Gli alimentatori differiscono ampiamente in funzione della potenza gestita, così anche per le caratteristiche di qualità della corrente elettrica fornita all'uscita. Un alimentatore con pari valori di tensione e potenza è più complesso e costoso quanto più la tensione fornita è precisa e stabile, e quanto maggiore è la sua affidabilità. Esistono anche alimentatori da laboratorio, in cui la tensione di uscita è regolabile a piacere dall'utilizzatore in base alla necessità.
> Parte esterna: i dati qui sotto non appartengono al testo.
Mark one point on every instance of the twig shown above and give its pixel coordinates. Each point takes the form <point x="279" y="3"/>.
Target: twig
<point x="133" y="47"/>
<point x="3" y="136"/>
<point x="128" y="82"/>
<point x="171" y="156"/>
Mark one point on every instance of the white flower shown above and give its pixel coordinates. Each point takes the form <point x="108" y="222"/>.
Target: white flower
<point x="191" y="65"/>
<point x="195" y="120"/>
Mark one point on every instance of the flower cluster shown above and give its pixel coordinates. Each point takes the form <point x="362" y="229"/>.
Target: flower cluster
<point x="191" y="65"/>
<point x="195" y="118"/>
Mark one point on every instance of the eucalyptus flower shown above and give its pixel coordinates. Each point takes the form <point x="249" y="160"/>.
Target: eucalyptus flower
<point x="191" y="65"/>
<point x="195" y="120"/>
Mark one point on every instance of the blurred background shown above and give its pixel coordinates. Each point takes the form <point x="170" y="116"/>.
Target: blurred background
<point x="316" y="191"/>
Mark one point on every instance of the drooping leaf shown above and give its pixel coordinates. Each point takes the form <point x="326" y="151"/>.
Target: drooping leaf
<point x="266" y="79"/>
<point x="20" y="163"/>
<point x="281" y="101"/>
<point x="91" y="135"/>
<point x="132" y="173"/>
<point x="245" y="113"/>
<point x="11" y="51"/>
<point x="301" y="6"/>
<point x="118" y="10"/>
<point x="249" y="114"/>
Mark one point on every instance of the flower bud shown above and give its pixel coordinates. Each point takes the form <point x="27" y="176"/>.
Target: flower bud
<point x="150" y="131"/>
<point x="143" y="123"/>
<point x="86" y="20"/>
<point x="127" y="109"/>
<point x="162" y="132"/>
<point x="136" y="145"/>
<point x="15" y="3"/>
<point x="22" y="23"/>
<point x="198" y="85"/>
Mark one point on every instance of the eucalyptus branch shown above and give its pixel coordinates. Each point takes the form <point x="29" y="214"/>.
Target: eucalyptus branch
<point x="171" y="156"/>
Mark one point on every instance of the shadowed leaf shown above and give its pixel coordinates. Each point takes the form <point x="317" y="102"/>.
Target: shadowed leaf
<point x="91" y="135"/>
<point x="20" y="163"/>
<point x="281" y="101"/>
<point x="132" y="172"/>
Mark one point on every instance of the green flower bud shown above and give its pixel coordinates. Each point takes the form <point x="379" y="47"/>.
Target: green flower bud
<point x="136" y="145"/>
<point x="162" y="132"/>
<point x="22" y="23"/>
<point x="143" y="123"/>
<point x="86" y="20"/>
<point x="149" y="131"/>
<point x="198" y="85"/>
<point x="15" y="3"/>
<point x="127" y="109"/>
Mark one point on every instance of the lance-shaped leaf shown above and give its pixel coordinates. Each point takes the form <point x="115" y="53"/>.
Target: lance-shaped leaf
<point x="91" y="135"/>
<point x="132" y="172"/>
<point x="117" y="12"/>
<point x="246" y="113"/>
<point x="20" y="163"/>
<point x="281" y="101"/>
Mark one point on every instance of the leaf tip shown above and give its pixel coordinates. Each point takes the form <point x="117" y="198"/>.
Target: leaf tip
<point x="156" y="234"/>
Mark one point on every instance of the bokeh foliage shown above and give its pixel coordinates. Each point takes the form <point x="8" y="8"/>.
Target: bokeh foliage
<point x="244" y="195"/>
Questi alimentatori hanno anche una limitazione della corrente massima fornita, in alcuni casi regolabile, utile per evitare problemi in caso di cortocircuito e per speciali circuiti con alimentazione in corrente costante.

Come funziona un alimentatore Switching?

Possiedono circuiti più complessi rispetto ad un alimentatore tradizionale, ma hanno diversi vantaggi, tra cui un minore ingombro e peso a parità di potenza, un rendimento maggiore e quindi minore calore prodotto, ma sono meno adatti per l'uso in laboratorio, essendo caratterizzati da un elevato ripple e dalla generazione di componenti spurie ad alta frequenza, che possono interferire nel funzionamento di alcune apparecchiature.

In un alimentatore elettronico la tensione di rete viene per prima cosa raddrizzata e livellata con un condensatore. Successivamente un circuito oscillatore genera a partire da questa corrente continua, una corrente alternata di elevata frequenza, che viene applicata ai capi dell'avvolgimento primario del trasformatore; la tensione in uscita, presente ai capi dell'avvolgimento secondario del trasformatore, viene raddrizzata e livellata.

La funzione di stabilizzazione è solitamente ottenuta retroazionando l'errore del segnale in uscita sul regime di funzionamento dell'oscillatore. In pratica, un circuito misura la tensione di uscita, e se questa risulta troppo alta viene ridotta l'energia inviata dall'oscillatore al trasformatore, se invece la tensione scende, viene aumentato il flusso di energia. Grazie a questo sistema molti alimentatori switching sono in grado di accettare in ingresso un'ampia gamma di tensioni e frequenze. Per esempio gli alimentatori per notebook spesso possono essere collegati sia alla rete europea a 230 V/50 Hz, sia a quella statunitense a 115 V/60 Hz.

Tipologie di Alimentatori:

Alimentatori a Corrente Costante:

Se applichiamo ad un alimentatore stabilizzato con uscita a tensione fissa, un circuito di controllo costante della corrente, otterremo un alimentatore a corrente costante. Un alimentatore che erogherà una corrente impostata fissa e una tensione che varierà in base al carico collegato. La tensione massima sarà quella del primo stadio ridotta della caduta introdotta dal secondo stadio.

Questo tipo di alimentatori sono applicati ad esempio nella ricarica degli accumulatori al NiCd/NiMH - che necessitano di essere caricate proprio in questo modo - e nell'alimentazione di dispositivi come i LED, in questo caso si possono mettere in serie uno o più elementi, fino ad un massimo che è la somma della tensione massima erogabile, e il sistema si autoequilibrerà.

Alimentatori Universali:

Sono caratterizzati da una elevata flessibilità e questo li rende adatti ad alimentare svariati dispositivi elettrici come:

  • periferiche esterne di computer (modem, scanner, piccole stampanti,...);
  • apparecchiature elettroniche di bassa potenza (ad esempio basi per telefoni cordless o lampade da tavolo)
  • apparecchiature a batteria (ad esempio notebook, lettori CD portatili o lettori mp3)

La potenza massima erogabile da questo tipo di alimentatori è dell'ordine di qualche decina di watt.

Alimentatori da Laboratorio:

Possono essere di tipo switching o lineari, sono usati nei laboratori di ricerca, di riparazione, e da hobbisti e radioamatori. La loro caratteristica è di poter fornire una tensione regolabile da zero a molte decine di volt, tramite una manopola posta sul pannello. Alcuni modelli hanno una seconda manopola, la quale permette di regolare il valore limite della corrente da fornire, utile ad esempio per caricare una batteria con una corrente costante. I valori di tensione e corrente erogati, sono visualizzati con voltmetri e amperometri analogici con scala graduata o digitali con display numerico.